Les superbes photos de la pièce sont celles de Stéphane Bourgeois.
***
QUILLS m’a
ramenée à MADAME DE SADE, une pièce présentée au Trident en mars 2012.
Écrite par Yukio Mishima, Sade y était crûment revisité par ses femmes via la
mise en scène de Martine Beaulne. Mes impressions:
***
Anecdote no.
1: le soir de la première, un
homme dans la soixantaine, assis dans le milieu de la cinquième rangée, a perdu
connaissance lorsque le marquis y perd…sa première plume. Quelques jours plus
tard, probablement assise à la même place que lui, ou tout près, (je siège à
l’E-5), j’ai entendu quelques spectatrices émettre quelques bruits de répulsion et d’étonnement. Puis, un boom dans mon cœur surpris par cette scène disons-le saisissante. Apparemment
que le malaise du spectateur n’y était aucunement lié.

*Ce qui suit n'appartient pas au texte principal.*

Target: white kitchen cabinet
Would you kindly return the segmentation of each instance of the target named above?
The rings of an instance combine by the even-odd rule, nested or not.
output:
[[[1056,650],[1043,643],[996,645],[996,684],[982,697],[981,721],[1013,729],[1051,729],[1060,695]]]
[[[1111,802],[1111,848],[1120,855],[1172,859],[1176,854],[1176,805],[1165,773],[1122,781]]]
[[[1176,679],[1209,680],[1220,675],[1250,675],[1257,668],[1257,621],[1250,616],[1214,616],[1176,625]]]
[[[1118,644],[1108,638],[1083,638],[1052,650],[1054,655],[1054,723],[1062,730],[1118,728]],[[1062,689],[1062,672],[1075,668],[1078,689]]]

Mais permettez-moi d’en douter un peu…;-)
Anecdote no.
2: En lisant sur la vie de Sade, j'appris qu'un certain Jacques-André Langlois, son valet, était également son complice du vice lors de certaines parties intimes. Qui sait ? J’ai peut-être un
lien quelconque de parenté avec ce Langlois-là...;-)
Moulage du crâne du Marquis de Sade
En furetant
sur Youtube, découvert la chanson MARQUIS DE SADE de Syrano, un auteur
compositeur interprète français qui ma foi ne ferait pas honte à ce cher Donatien.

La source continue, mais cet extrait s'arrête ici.